Humanitarian agencies in the areas recounted their struggle to provide required assistance to the large number of people seeking shelter, hobbled by limited funding and unsafe supply routes.

Victims and survivors of violence in Upper Nile told stories of vicious attacks, with frightened families hiding in the bushes for days before having to walk miles to reach safety, the Commission said.

Shrinking civic space

Civil society leaders and other observers told commissioners that political and civic space in the country has continued to shrink.

In the past year, the Commission has documented widespread attacks against civilians in several states, including southern Unity state. At the same time, conflicts in Upper Nile State and northern parts of Jonglei State have involved multiple armed groups, with widespread attacks against civilians.

Chronic impunity

Meanwhile, extrajudicial killings continued, implicating senior State officials, who have enjoyed impunity even where the crimes have been caught on camera.

“The Commission continues to identify individuals responsible for serious crimes under both South Sudanese and international law,” Mr. Clapham said.

Established by the UN Human Rights Council in 2016, the Commission is mandated to provide facts. It is keeping a confidential list of names while collecting and preserving evidence against them to share with such transitional justice mechanisms as the hybrid court to be created under the 2018 peace agreement.

“We will be identifying some individuals who bear responsibility for certain events [and] hope that the Government would take steps to hold them accountable,” Mr. Clapham said.

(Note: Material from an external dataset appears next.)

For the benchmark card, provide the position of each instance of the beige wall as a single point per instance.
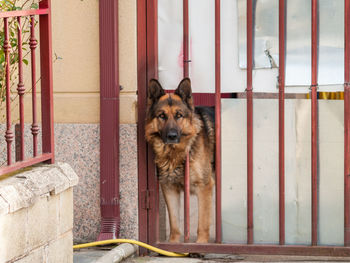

Limited time for transition

There is limited time to make the political transition work, the Commission cautioned. Outstanding key tasks include establishing a unified national army, drafting of a constitution, and creating transitional justice mechanisms.

A further concern is that international interest has waned and needs to be reinvigorated to support these processes, the Commissioners said.

In 2023, an estimated 9.4 million of the most vulnerable will need urgent life-saving assistance and protection, the UN humanitarian office (OCHA) reported in December.

There have been almost five years of delays in fully implementing the 2018 agreement. In August, parties had agreed to a two-year extension of its transitional governance arrangements, postponing planned elections to late 2024.

Mr. Afako said the Commission had warned South Sudan one year ago that the country was “at a tipping point”, given the limited time left to implement critical parts of the peace agreement.

Much work to be done

“Although the transition period has now been extended, there is still an enormous amount of work to do to advance the peace process,” he said. “South Sudanese are desperate to see greater energy and determination among their leaders to address human rights,”

The Commission will present its findings to the UN Human Rights Council in March.